A partnership of the National Oceanic and Atmospheric Administration and the University of New Hampshire, the institute promotes the health of coastal regions nationwide by developing high-tech tools that can test the contaminant levels of water systems. Wallace's research, which began in the fall, has seen him work in close cooperation with investigators from the National Estuarine Research Reserve (NERR) facilities located in Waquoit Bay, Massachusetts, and Wells, Maine. UMass Boston doctoral student Franco Pala has also conducted key research in the technology's development.
The project addresses a major concern of environmentalists: the impact of human activity in littoral areas--in particular, the continual washing of metal pollutants into estuaries and other coastal bodies of water. "Habitat quality and ecosystem functioning are subject to change by a wide variety of natural and anthropogenic perturbations, the latter of which are particularly prevalent in coastal regimes adjacent to major population centers," said Wallace, a professor in the Environmental, Earth and Ocean Sciences Department.
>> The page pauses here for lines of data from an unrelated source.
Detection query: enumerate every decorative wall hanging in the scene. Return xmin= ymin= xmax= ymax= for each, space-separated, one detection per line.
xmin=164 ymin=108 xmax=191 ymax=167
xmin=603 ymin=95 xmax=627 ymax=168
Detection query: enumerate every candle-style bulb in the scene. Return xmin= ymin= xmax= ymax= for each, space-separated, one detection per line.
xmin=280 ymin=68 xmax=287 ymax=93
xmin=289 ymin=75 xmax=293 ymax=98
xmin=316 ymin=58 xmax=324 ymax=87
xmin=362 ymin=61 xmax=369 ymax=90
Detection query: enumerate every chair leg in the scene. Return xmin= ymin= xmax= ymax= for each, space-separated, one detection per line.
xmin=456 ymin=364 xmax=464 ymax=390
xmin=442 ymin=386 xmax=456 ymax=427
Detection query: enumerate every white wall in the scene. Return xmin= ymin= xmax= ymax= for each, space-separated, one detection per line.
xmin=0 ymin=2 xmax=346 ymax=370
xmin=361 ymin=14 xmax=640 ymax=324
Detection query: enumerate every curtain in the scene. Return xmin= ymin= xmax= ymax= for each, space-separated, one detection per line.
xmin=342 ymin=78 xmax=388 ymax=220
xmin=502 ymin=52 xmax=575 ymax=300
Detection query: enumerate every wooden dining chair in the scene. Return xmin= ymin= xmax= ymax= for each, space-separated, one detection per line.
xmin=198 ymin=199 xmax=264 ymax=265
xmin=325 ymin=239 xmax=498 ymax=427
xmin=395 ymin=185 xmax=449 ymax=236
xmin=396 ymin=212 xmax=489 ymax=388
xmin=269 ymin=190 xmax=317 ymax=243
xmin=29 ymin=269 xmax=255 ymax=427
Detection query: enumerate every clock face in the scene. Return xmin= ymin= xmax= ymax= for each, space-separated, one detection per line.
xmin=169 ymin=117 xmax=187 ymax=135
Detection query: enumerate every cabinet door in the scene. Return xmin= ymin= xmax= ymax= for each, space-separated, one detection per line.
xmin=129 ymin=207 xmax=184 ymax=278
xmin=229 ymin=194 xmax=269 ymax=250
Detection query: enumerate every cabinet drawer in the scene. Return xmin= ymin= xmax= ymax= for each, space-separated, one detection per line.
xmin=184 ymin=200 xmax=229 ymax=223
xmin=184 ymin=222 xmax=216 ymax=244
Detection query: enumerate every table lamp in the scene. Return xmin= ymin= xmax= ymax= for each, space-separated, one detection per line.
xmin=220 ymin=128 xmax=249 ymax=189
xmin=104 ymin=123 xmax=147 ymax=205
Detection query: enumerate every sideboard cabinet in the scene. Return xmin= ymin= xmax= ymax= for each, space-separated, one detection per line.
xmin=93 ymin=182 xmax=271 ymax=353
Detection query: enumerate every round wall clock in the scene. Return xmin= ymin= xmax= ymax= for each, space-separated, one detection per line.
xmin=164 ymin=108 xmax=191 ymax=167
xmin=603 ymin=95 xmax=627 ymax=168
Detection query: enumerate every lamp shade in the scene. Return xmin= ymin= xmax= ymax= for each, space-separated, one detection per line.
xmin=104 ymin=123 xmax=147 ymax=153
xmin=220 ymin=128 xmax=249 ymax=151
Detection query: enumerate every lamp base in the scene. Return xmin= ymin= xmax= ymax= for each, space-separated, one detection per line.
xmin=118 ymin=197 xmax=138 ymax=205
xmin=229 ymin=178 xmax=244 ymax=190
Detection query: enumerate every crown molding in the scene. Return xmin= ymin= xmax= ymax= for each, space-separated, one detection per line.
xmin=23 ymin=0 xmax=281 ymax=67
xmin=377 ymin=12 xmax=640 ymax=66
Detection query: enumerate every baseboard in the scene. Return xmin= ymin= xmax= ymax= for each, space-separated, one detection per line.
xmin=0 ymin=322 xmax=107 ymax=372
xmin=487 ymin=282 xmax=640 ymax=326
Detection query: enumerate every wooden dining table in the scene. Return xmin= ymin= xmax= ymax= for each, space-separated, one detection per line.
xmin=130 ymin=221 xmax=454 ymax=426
The mere presence of metals in these waters is not necessarily cause for concern, Wallace pointed out. Rather, the toxicity of the metals depends on their "bioavailability": Dissolved metals that bind to organic matter are much less bioavailable--and therefore less toxic--than those that exist as free ions. "Free ions are the key to understanding many of the reactions of metals in the environment--where the metal goes, what form it's in, and how much is available to interact with the activity of organisms," Wallace explains.
Determining the physical state of metal contaminants is therefore a prerequisite to designing a strategy for remedying the problem--but current methods for making such determinations are far from ideal. "Because of the importance of metal-free ion activities to chemical and biological processes that affect biological activity, the ability to quickly make sensitive and precise measurements in these environments is needed," says Wallace. "However, measurement of free-ion activities is currently limited to time-consuming, technically difficult procedures, many of which suffer from uncertainties in their interpretation."
Still, Wallace and his research team believe there is no need to develop from scratch a technology that avoids these pitfalls. They are hoping to further refine an existing CICEET project probe called VIPER (Vibrating Ion Probe Equilibrium Recorder), which measures free-ion concentrations of copper and lead in marine environments. Their focus will be on improving the instrument's sensitivity and accuracy, reducing analysis time, and developing a trace metal-free prototype for use in a variety of aquatic environments.
Thus far the researchers' results have been nothing short of spectacular. "This is the quickest and simplest way at this time to make low-level measurements of copper and lead," said Wallace. The new probe is so sensitive it can detect about one-tenth of a trillionth of a gram in one liter of water.
Wallace said that over time such precision will gain his sensor a central, permanent role--and greatly expand usefulness--in the scientific monitoring of water systems. "Eventually, such a probe may be capable of integration into in situ instrumentation in coastal observatories with results provided remotely to shore-based stations," he said.